Gastkommentar

Landlust bei Ärzten

zm
Dem Medizinermangel auf dem Lande kommt man mit praxisfernen Konzepten made in BMG nicht bei, meint Thomas Grünert, Chefredakteur bei Vincentz Netzwork in Berlin. Und wirft den Blick auf Initiativen aus der Ärzteschaft. Bei ihnen sehe man am besten, wie man Versorgungsprobleme lösen kann.

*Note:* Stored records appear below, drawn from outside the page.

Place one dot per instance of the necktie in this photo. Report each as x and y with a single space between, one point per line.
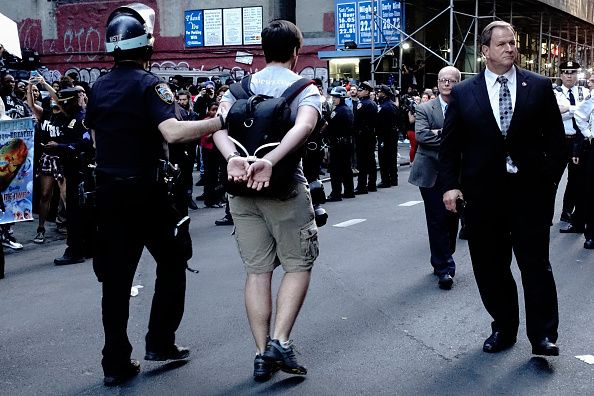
505 108
572 102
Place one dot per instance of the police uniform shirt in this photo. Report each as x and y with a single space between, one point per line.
365 114
562 96
125 108
340 123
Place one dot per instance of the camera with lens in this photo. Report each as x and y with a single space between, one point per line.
408 104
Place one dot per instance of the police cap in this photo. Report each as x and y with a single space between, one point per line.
365 85
384 88
569 66
68 93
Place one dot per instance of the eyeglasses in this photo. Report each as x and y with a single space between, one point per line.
447 80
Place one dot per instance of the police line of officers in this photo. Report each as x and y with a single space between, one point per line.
357 126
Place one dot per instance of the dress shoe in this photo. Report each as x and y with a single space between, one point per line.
566 216
224 221
191 204
545 348
497 342
333 198
113 378
445 281
69 258
572 228
174 352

Landlust liegt im Trend. Große, farbige Illustrierte, die das naturnahe Leben jenseits der großen Ballungszentren schmackhaft machen, gehen derzeit weg wie warme Semmeln. Anders sieht es da mit ländlichen Arztpraxen aus. Trotz des 2012 geltenden sogenannten Landarztgesetzes, das das Niederlassen in „strukturschwachen“ Gebieten mit finanziellen Anreizen versehen sollte, wird die Versorgungslage dort immer bedrohlicher. In einer aktuellen Studie präsentierte die Bertelsmann-Stiftung eine „besorgniserregende Fehlverteilung“ in der Versorgung zwischen Land und Stadt. Der Sachverständigenrat für die Begutachtung der Entwicklung im Gesundheitswesen schlägt ebenso Alarm. Und die Politik? Die bastelt offenbar an einem neuen „Landarztgesetz“, das im Herbst kommen soll. Den Auguren zufolge soll darin den Kommunen eine stärkere Verantwortung bei der ärztlichen Versorgung übertragen werden. Die Zuversicht, das Problem in den Griff zu bekommen, hält sich in Grenzen.

Aber! Fast wäre man geneigt, aus Asterix zu zitieren: „Da gibt es ein kleines gallisches Dorf…“ Nur in unserem Beispiel ist es kein Dorf, sondern eine Stadt und liegt in Brandenburg. Neuruppin, die Geburtsstadt Theodor Fontanes. Hier haben sich getreu dem Motto des Dichters „Am Mute hängt der Erfolg“ schon 2010 einige Visionäre aus Kliniken und Ärzteschaft zusammengefunden, dem Medizinermangel im Lande auf ganz eigene Weise zu begegnen. Nach dem Muster der Uni Witten/Herdecke und mit Unterstützung ihres Gründers Dr. Konrad Schily bauten sie eine eigene medizinische Hochschule auf. Gerade erfolgte die Genehmigung. Spätestens im Frühjahr nächsten Jahres werden dort nun Mediziner ausgebildet – mit dem erklärten Ziel und Wunsch, später auch in der Region tätig zu werden. Verlassen in etwa sechs Jahren die ersten Absolventen die Hochschule, die stolz den Namen „Theodor Fontane“ trägt, werden dort bereits regelmäßig 500 Studenten in der Ausbildung sein – sehr praxisnah in Kliniken und bei Ärzten vor Ort. Das Beispiel zeigt ideal, dass aus der ärztlichen Profession heraus Ideen entwickelt werden, mit denen Versorgungsprobleme zu lösen sind.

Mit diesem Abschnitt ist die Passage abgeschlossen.